Donnie Darko - Richard Kelly, 2001


Voto medio: 4,30

“Puffetta si scopa tutti i puffi! Grande Puffo l’ha creata apposta!… Stavano sempre a canna dritta gli altri puffi! No, tutti tranne Vanitoso che è omosessuale!”

Più che ad un film, siamo di fronte ad un fenomeno mediatico dell’ultimo decennio. Il film esce negli Stati Uniti nel 2001, non riceve grosse attenzioni, cade nel dimenticatoio, viene rispolverato nel 2004 ed il suo successo “home video” è sconcertante; Donnie Darko diventa un vero e proprio cult movie. Esordio tormentato ma quanto mai brillante per il regista Kelly, vero trampolino di lancio per il protagonista Jake Gyllenhaal. La trama? Un coniglio con sembianze umane rivela a Donnie, ragazzo introverso, emarginato e schizofrenico, che il mondo finirà tra 28 giorni e 6 ore. Da quel momento in poi Donnie non sarà più lo stesso, e forse neanche voi! Le premesse sono discretamente destabilizzanti, il resto sta allo spettatore scoprirlo e soprattutto capirlo.

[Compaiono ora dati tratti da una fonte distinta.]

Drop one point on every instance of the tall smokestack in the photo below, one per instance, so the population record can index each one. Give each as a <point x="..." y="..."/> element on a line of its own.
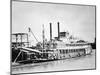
<point x="51" y="31"/>
<point x="58" y="31"/>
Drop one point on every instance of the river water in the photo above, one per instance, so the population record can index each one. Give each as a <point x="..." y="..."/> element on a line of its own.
<point x="78" y="63"/>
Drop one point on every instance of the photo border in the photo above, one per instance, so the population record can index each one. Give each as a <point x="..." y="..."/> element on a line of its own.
<point x="50" y="3"/>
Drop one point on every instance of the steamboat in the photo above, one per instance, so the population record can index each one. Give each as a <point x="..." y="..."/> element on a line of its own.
<point x="61" y="47"/>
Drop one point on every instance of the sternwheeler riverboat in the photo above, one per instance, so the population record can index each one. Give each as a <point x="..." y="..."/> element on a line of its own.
<point x="61" y="47"/>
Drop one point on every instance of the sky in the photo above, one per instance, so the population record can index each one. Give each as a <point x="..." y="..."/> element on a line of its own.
<point x="78" y="20"/>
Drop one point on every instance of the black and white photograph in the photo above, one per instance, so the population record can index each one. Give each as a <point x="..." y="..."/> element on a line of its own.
<point x="52" y="37"/>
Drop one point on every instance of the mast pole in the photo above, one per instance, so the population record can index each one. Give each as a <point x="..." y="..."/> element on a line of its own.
<point x="43" y="36"/>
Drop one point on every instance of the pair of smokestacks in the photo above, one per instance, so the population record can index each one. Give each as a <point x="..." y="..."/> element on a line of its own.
<point x="51" y="31"/>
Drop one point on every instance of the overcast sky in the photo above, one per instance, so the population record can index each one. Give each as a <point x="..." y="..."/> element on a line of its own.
<point x="78" y="20"/>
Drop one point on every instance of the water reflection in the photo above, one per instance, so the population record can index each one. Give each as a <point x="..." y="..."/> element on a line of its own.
<point x="83" y="62"/>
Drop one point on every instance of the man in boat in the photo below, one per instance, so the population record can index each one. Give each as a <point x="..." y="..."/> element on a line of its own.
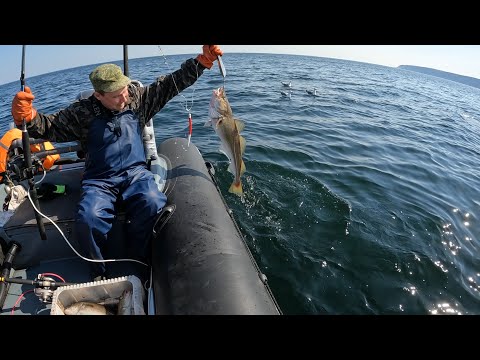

Richard Kelly ci propone un ottimo puzzle fantascientifico, dove la caratterizzazione del protagonista risulta azzeccatissima, al pari delle atmosfere malinconiche, estraniate dalla realtà, vera “etichetta” del regista. Personalmente trovo più completa e di più facile interpretazione (sarà un bene?) la versione “director’s cut” in cui ci si sofferma maggiormente sulle teorie dei viaggi nel tempo. Detto questo, credo che di materiale per incuriosire il pubblico ce ne sia anche troppo, provatelo!